Katarzyna Wilczek (z d. Masłowska) jest wychowanką KPR-u Ruch Chorzów. Grająca na pozycji obrotowej szczypiornistka nieprzypadkowo pełniła w Ruchu funkcję kapitana zespołu. Silna, charakterna, zawsze walczy do końca. Po zakończeniu rozgrywek w sezonie 2021/22 przeniosła się do grającego w PGNiG Superlidze zespołu AWS Energa Szczypiorno Kalisz (Niebieskie spadły wtedy do Ligi Centralnej). W kolejnej kampanii ekipa z Kalisza po dwumeczu z MTS-em Żory utrzymała się na najwyższym szczeblu.
Po imponującej przeprawie przez rozgrywki LCK (komplet zwycięstw), Ruch Chorzów z impetem wraca do najwyższej ligi. Bez wątpienia klub potrzebuje wzmocnień. Kibiców na pewno ucieszy fakt, że jednym z nich będzie popularna "Masło".
- Bardzo się cieszę, że wracam do klubu, w którym stawiałam swoje pierwsze kroki w piłce ręcznej! To miejsce zawsze było dla mnie wyjątkowe i cieszę się, że znów będę mogła reprezentować jego barwy - powiedziała Katarzyna Wilczek w rozmowie z Tubą Chorzowa. - Ostatni czas spędzony poza domem był pełen wyzwań i nowych doświadczeń, ale tęsknota za rodziną i przyjaciółmi zawsze była obecna. Powrót do klubu to nie tylko powrót do gry, ale również do tych ludzi, którzy od zawsze mnie wspierali - dodała.

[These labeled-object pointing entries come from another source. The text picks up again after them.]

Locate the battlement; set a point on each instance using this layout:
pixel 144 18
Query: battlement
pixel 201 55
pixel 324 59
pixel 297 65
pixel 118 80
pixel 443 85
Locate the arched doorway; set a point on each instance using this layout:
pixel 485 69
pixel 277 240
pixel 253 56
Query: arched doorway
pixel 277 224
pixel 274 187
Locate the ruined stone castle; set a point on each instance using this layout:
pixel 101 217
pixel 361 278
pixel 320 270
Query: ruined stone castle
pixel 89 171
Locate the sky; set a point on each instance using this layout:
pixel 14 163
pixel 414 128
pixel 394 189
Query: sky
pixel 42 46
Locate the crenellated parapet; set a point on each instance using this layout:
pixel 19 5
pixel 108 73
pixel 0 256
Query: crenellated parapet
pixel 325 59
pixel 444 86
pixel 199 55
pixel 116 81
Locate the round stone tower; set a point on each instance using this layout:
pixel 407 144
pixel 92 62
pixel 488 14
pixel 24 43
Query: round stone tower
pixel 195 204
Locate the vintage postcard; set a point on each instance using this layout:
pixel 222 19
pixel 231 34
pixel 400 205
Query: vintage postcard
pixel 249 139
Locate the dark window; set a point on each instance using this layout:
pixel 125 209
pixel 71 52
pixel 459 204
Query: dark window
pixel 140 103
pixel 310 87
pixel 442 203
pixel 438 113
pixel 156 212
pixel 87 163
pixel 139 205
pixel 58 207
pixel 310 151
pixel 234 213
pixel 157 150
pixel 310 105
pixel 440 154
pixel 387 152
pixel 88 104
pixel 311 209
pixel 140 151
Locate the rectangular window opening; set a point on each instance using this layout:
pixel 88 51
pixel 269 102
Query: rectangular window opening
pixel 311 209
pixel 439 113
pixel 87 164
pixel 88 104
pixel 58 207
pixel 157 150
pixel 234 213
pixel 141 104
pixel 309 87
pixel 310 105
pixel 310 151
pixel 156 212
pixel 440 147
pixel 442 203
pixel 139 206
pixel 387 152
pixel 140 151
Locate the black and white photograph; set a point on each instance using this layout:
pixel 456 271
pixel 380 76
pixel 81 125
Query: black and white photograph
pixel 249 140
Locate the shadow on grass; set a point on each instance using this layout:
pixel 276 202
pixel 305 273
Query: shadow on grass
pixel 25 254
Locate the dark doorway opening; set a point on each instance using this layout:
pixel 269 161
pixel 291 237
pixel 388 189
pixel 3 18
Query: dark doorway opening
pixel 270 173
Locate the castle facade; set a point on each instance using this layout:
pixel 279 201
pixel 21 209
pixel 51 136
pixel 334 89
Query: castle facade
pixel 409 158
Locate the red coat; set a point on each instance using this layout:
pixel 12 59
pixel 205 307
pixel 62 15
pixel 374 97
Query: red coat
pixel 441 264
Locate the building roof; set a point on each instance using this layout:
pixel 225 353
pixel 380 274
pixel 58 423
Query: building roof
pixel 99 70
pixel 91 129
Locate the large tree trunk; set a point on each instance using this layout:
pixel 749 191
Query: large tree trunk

Pobyt w Kaliszu zawodniczka może uznać za wartość dodaną.
- Chciałabym z całego serca podziękować mojemu byłemu klubowi z Kalisza za możliwość rozwijania się na sportowej ścieżce. Każda chwila tam spędzona była dla mnie cenną lekcją i na zawsze pozostanie w mojej pamięci - mówi Kasia Wilczek.